AUTOMATIC AIRWAY ANALYSIS FOR GENOME-WIDE ASSOCIATION STUDIES IN COPD

Raúl San José Estépar; James C Ross; Gordon L Kindlmann; Alejandro Diaz; Yuka Okajima; Ron Kikinis; Carl-Fredrik Westin; Edwin K Silverman; George G Washko

doi:10.1109/ISBI.2012.6235848

. Author manuscript; available in PMC: 2013 Jun 3.

Published in final edited form as: Proc IEEE Int Symp Biomed Imaging. 2012:1467–1470. doi: 10.1109/ISBI.2012.6235848

AUTOMATIC AIRWAY ANALYSIS FOR GENOME-WIDE ASSOCIATION STUDIES IN COPD

Raúl San José Estépar ¹, James C Ross ¹, Gordon L Kindlmann ², Alejandro Diaz ¹, Yuka Okajima ¹, Ron Kikinis ¹, Carl-Fredrik Westin ¹, Edwin K Silverman ¹, George G Washko ¹

PMCID: PMC3670103 NIHMSID: NIHMS472584 PMID: 23744052

Abstract

We present an image pipeline for airway phenotype extraction suitable for large-scale genetic and epidemiological studies including genome-wide association studies (GWAS) in Chronic Obstructive Pulmonary Disease (COPD). We use scale-space particles to densely sample intraparenchymal airway locations in a large cohort of high-resolution CT scans. The particle methodology is based on a constrained energy minimization problem that results in a set of candidate airway points situated in both physical space and scale. Those points are further clustered using connected components filtering to increase their specificity. Finally, we use the particle locations to perform airway wall detection using an edge detector based on the zero-crossing of the second order derivative. Given the airway wall locations, we compute three phenotypes for airway disease: wall thickening (Pi10,WA%) and luminal remodeling (P%). We validate the airway extraction technique and present results in 2,500 scans for the association of the extracted phenotypes with clinical outcomes that will be deployed as part of the COPDGene study GWAS analysis.

Keywords: Airway segmentation, Scale-space, phenotypes, COPD, CT

1. INTRODUCTION

The Human Genome Project opened the door for the exploration of genetic factors associated with diseases by means of genome wide association studies (GWAS). GWAS consists of testing genetic variants in a large cohort of individuals by means of phenotypes that can be extracted from those individuals. In particular, image-based phenotypes have become attractive sources of data for the gene discovery process.
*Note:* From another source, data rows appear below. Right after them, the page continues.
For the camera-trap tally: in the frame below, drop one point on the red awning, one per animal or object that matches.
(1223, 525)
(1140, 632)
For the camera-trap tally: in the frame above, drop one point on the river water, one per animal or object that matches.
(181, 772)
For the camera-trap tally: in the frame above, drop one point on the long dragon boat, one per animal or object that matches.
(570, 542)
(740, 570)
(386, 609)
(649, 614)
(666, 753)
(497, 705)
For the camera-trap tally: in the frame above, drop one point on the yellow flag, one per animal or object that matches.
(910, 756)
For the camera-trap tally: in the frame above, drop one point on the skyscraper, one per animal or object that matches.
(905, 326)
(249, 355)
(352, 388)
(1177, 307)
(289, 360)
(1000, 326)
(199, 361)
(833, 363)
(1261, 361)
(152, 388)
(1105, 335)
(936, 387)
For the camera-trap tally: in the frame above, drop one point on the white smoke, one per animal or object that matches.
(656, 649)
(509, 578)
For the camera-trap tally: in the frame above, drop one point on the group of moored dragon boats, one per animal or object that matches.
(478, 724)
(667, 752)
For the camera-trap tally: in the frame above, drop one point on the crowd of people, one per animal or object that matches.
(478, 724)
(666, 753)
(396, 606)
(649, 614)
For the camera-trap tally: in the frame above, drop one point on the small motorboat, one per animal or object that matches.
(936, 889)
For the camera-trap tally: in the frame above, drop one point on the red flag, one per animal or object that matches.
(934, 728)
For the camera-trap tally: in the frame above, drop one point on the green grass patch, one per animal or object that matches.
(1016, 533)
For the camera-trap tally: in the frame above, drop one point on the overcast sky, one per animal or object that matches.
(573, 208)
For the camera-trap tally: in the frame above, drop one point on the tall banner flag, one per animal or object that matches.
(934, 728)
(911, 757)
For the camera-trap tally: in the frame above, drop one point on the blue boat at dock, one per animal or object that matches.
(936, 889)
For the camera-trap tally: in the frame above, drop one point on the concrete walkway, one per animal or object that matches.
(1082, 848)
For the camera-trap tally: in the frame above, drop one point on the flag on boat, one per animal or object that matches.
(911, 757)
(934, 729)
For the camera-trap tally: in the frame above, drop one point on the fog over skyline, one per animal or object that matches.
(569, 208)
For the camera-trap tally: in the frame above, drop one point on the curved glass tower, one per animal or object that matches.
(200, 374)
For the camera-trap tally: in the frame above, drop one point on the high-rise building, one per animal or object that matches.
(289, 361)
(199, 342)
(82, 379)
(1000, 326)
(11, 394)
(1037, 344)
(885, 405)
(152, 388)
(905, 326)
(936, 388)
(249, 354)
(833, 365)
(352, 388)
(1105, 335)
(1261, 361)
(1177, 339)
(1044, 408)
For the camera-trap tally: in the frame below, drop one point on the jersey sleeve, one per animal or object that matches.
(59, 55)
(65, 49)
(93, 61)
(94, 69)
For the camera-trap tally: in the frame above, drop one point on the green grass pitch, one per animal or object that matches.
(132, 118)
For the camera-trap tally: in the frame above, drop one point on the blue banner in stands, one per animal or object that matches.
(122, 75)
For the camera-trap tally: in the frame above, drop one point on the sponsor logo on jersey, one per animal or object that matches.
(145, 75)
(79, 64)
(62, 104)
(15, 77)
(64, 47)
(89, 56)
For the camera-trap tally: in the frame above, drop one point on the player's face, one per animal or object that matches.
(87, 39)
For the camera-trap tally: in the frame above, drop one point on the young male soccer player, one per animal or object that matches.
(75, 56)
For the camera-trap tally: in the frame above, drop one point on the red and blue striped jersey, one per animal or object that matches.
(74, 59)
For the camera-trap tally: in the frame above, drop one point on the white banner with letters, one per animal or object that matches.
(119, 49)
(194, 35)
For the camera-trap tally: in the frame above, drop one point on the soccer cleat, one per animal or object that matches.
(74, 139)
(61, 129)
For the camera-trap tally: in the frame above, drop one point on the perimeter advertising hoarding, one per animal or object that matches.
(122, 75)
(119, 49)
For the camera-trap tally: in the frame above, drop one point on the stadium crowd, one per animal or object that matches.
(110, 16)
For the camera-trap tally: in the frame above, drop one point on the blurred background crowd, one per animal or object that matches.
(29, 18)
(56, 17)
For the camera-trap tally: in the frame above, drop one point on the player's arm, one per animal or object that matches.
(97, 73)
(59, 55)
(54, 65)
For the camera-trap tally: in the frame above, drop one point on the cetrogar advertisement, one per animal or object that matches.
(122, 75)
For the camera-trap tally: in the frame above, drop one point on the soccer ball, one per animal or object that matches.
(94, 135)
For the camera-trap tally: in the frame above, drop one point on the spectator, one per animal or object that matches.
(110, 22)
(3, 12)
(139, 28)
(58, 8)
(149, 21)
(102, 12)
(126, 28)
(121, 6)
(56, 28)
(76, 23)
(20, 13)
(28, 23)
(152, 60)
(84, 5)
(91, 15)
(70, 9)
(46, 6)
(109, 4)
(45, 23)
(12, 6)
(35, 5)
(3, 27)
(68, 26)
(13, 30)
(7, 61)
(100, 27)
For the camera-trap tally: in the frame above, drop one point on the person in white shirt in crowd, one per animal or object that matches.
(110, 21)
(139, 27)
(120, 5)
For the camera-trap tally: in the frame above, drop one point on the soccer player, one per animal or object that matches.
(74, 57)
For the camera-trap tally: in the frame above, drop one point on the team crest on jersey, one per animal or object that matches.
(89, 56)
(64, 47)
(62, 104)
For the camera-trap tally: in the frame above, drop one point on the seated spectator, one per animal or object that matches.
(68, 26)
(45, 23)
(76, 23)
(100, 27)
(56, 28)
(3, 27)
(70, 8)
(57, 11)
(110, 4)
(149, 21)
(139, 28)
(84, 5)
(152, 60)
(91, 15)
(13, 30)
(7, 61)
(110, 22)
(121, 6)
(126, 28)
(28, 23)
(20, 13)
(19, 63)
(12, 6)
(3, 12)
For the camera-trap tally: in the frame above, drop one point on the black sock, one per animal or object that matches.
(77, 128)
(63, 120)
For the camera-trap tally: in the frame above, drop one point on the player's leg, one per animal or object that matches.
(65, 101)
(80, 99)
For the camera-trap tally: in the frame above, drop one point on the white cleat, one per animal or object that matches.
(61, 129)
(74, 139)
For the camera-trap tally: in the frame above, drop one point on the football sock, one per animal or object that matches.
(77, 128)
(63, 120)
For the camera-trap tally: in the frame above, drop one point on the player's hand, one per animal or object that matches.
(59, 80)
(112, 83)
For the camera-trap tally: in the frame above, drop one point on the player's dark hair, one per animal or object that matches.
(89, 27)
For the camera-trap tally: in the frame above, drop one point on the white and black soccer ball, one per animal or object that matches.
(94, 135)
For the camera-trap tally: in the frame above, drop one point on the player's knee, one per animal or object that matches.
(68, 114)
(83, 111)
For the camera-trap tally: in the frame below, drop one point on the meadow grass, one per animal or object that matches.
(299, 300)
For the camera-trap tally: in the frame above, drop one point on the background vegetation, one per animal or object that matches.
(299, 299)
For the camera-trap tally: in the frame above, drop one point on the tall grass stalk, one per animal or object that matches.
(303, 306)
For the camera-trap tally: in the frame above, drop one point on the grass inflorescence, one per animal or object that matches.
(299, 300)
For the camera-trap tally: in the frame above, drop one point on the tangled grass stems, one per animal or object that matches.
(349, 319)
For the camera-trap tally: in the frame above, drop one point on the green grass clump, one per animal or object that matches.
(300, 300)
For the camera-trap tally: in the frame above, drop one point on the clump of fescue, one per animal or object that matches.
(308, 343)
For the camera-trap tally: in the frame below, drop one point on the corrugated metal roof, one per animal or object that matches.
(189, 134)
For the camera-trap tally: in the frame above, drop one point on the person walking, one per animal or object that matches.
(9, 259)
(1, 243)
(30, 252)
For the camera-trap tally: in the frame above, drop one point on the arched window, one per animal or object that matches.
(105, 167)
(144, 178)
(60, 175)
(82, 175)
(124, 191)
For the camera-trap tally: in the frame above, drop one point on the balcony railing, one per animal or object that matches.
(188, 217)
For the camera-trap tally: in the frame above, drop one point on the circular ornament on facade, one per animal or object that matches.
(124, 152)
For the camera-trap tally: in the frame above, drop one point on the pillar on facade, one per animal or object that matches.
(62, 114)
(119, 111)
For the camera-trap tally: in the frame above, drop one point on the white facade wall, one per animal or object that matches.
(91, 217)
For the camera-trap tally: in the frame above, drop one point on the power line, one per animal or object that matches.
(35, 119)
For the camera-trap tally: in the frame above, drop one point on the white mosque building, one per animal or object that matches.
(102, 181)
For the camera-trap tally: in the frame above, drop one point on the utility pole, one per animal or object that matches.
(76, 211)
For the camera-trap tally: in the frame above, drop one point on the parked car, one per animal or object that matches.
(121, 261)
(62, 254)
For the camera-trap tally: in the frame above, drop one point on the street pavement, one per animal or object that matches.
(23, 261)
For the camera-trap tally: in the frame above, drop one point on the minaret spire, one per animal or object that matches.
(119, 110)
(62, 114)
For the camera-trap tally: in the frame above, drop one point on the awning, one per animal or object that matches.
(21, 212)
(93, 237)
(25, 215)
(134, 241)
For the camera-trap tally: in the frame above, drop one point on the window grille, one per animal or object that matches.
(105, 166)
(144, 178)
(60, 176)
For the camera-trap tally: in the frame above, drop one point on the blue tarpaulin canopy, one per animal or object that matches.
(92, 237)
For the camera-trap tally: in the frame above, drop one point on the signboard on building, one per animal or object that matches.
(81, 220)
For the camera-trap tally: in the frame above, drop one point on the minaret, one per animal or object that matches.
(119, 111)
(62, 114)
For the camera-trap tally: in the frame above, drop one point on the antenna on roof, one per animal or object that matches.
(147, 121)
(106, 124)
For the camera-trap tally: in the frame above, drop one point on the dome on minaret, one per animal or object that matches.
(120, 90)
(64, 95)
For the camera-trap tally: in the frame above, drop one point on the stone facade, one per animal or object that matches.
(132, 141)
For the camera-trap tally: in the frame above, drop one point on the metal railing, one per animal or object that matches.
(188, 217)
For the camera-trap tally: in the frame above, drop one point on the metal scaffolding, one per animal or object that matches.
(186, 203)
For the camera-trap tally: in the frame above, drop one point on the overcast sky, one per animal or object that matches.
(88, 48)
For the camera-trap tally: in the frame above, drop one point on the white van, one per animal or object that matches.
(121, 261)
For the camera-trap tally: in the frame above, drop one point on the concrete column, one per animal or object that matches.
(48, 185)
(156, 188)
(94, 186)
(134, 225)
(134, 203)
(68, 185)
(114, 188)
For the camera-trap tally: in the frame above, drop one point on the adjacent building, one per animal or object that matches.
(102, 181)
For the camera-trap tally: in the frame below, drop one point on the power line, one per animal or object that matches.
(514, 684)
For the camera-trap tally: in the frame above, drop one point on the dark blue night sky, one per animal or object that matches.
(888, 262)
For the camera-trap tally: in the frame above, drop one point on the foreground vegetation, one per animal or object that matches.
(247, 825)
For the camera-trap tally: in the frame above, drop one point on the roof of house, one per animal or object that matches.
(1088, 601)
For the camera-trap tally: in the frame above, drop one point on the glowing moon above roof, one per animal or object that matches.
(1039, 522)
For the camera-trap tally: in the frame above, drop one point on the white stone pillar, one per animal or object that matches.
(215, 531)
COPD is a condition defined as airflow limitation that is not fully reversible due to tobacco smoke. The disease has two main components: emphysema and airway disease. COPD is strongly associated with smoking, but only a minority of smokers will develop COPD, suggesting that there may be genetic differences between people leading to greater susceptibility to the effects of cigarette smoke. Therefore, there is a need to develop new phenotypes that can better inform the GWAS process. Fully automatic image analysis approaches that can process data in a robust fashion despite abnormalities due to inherent disease conditions are critical to generate those phenotypes.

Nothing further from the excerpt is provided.